With the budget, Obama seeks to provide policy remedies to the strains facing working families trying to attain a middle-class standard of living. Those include programs to boost preschool availability and boosting funding for low-income schools by $1 billion. The budget also includes the proposal for making two years of community college cost-free to students, which Obama highlighted in his State of the Union address.

At the heart of the president’s self-described “middle-class economics” agenda are tax credits to ease the tax burden on financially strained families, offset by added government revenues from wealthy families and from profits held by corporations overseas.

Among the tax measures are a tripling of the current credit for child care, expanded refundable credits for poor workers and a consolidation and expansion of college tax credits that the White House said would cut taxes for 8.5 million families.

A major revenue-raiser to pay for those cuts would be a 14 percent mandatory tax on revenues held by U.S. companies overseas.

Large U.S.-headquartered multinational firms face steep corporate taxes on foreign earnings, but only when those profits are repatriated to the U.S. As a result, Russell 1000 companies have more than $2 trillion in earnings held offshore, according to the research firm Audit Analytics, led by corporate giants such as General Electric, Microsoft and Pfizer.

Obama’s one-time tax on those earnings, combined with a 19 percent rate on foreign earnings in the future, would raise more than half a billion dollars, most of which would be used for spending on roads, bridges, ports and other infrastructure.

Yet the president’s tax proposals, the broad outlines of which were previewed in the State of the Union and leaked in the days leading up to the budget release, already earned criticism from Republicans hoping to use their unified control of Congress to set an agenda more focused on lowering taxes and shrinking the impact of federal regulations.

“Today President Obama laid out a plan for more taxes, more spending, and more of the Washington gridlock that has failed middle-class families,” said House Speaker John Boehner in a response to the budget submission.

Boehner faulted the Obama budget for not balancing, and said that Republicans “will address our government’s spending problem and protect our national security. Our budget will balance, and it will help promote job creation and higher wages, not more government bureaucracy.”

Rep. Paul Ryan, R-Wis., the head of the House’s tax-writing committee, called the budget’s tax provisions “envy economics” on Meet the Press on Sunday.

“This top-down redistribution doesn’t work,” Ryan said, previewing the rhetoric Republicans are likely to use in opposing Obama’s proposal.

The president’s budget is not legislation but instead a series of proposals and requested budget spending levels for government agencies.
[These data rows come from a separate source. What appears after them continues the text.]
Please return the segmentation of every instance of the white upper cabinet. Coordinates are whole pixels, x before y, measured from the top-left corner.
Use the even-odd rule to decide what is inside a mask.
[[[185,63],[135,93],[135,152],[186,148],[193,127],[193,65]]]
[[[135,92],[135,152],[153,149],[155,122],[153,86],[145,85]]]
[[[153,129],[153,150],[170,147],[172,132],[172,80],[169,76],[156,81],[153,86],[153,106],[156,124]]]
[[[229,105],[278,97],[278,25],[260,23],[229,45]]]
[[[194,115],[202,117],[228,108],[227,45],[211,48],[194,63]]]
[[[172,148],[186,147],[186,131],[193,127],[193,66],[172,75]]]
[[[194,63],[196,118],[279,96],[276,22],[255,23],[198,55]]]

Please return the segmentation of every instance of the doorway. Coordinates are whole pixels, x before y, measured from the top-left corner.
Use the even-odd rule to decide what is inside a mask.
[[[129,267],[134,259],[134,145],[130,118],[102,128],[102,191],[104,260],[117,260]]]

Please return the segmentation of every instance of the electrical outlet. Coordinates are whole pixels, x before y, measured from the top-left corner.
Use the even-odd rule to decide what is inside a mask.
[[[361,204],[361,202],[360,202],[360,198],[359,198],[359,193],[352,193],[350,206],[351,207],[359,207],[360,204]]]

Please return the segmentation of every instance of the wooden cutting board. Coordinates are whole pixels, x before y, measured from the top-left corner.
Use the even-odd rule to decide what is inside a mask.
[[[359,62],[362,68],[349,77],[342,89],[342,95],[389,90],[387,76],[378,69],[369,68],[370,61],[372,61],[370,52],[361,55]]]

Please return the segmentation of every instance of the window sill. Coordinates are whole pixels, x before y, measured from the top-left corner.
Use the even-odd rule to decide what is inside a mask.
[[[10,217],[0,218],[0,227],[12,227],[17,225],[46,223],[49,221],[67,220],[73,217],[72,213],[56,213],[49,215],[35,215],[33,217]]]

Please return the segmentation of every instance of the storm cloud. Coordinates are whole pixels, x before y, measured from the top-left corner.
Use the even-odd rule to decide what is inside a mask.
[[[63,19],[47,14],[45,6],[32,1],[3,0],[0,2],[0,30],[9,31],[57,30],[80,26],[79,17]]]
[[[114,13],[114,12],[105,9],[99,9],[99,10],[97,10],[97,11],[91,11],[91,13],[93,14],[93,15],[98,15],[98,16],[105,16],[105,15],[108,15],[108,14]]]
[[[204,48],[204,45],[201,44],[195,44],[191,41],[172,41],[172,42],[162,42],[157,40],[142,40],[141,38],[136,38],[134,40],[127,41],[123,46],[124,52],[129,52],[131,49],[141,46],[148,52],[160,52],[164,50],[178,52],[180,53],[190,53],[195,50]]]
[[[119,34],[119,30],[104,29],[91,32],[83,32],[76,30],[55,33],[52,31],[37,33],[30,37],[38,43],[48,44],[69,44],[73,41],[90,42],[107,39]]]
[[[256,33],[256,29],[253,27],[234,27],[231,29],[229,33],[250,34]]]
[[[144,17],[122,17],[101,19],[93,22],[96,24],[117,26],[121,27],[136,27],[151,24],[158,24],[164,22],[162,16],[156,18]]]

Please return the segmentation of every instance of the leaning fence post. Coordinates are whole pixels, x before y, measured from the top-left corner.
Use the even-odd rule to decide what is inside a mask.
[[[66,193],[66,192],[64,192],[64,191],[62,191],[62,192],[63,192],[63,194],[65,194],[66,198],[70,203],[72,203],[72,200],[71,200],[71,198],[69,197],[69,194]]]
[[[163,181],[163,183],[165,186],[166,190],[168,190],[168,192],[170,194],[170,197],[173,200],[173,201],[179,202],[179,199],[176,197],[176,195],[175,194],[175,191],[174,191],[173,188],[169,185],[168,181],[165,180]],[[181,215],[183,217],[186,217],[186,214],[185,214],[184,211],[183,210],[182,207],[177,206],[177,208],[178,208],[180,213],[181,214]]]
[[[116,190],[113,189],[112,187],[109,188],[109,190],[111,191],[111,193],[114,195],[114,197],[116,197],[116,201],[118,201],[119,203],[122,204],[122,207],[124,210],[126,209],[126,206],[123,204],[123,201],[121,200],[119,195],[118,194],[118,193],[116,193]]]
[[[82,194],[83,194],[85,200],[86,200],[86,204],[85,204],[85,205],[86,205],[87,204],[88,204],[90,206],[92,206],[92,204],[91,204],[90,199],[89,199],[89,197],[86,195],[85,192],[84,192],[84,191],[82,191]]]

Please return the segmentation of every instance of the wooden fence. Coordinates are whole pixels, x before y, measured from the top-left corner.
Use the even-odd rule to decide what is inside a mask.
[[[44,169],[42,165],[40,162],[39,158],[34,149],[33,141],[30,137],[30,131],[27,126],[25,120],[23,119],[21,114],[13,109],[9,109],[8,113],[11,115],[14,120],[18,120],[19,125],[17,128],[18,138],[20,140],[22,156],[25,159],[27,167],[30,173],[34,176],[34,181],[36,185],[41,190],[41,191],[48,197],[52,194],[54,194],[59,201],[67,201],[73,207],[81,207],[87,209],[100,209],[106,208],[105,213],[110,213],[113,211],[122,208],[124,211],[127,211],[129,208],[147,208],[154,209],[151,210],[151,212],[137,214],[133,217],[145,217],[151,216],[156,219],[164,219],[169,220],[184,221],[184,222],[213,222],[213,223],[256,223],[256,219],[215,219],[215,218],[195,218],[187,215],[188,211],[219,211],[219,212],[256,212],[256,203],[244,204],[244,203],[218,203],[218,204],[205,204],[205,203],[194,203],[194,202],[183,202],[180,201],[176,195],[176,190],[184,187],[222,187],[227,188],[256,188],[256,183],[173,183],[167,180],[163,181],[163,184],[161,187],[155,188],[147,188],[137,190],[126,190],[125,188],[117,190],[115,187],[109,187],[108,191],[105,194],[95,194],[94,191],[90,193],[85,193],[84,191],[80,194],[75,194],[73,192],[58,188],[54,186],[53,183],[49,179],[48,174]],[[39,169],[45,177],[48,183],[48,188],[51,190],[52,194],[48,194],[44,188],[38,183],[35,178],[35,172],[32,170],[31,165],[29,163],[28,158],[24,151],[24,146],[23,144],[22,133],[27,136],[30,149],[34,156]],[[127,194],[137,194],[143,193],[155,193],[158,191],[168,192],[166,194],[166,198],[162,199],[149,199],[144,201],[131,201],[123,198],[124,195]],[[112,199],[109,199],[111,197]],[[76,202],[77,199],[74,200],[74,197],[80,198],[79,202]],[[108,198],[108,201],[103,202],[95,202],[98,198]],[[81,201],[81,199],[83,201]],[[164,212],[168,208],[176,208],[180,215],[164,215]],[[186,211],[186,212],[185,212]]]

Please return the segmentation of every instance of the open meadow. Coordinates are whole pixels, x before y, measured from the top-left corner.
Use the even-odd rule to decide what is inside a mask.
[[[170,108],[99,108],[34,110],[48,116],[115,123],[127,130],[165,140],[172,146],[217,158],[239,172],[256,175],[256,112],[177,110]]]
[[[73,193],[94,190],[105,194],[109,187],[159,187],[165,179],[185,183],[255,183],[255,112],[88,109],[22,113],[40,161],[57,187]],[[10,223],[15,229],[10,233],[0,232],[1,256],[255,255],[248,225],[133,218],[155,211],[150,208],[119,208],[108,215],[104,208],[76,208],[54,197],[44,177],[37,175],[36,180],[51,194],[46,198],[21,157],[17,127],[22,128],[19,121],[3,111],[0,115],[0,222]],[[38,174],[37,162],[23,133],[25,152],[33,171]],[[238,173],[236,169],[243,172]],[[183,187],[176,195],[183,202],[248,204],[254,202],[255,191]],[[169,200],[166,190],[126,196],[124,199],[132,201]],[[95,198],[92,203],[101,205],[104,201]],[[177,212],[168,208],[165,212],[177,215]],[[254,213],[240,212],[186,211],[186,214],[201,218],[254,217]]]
Congress has an April 15 deadline to produce its own budget resolution, which is an agreement between the House and Senate on spending levels.

Senate Budget Committee Chairman Mike Enzi, R-Wyo., said in a preview of his budget plans that he aims to finish writing the budget before the deadline and that Republicans will try “to balance the budget in a 10-year period and we hope to do it without using gimmicks or bad accounting.” A particular focus would be cutting annual deficits in the first years of the 10-year budget window, Enzi said, instead of delaying cuts for later years in which they could be reversed before they took effect.

Later this week, top administration officials, including Treasury Secretary Jack Lew, will appear before Congress to testify on the budget.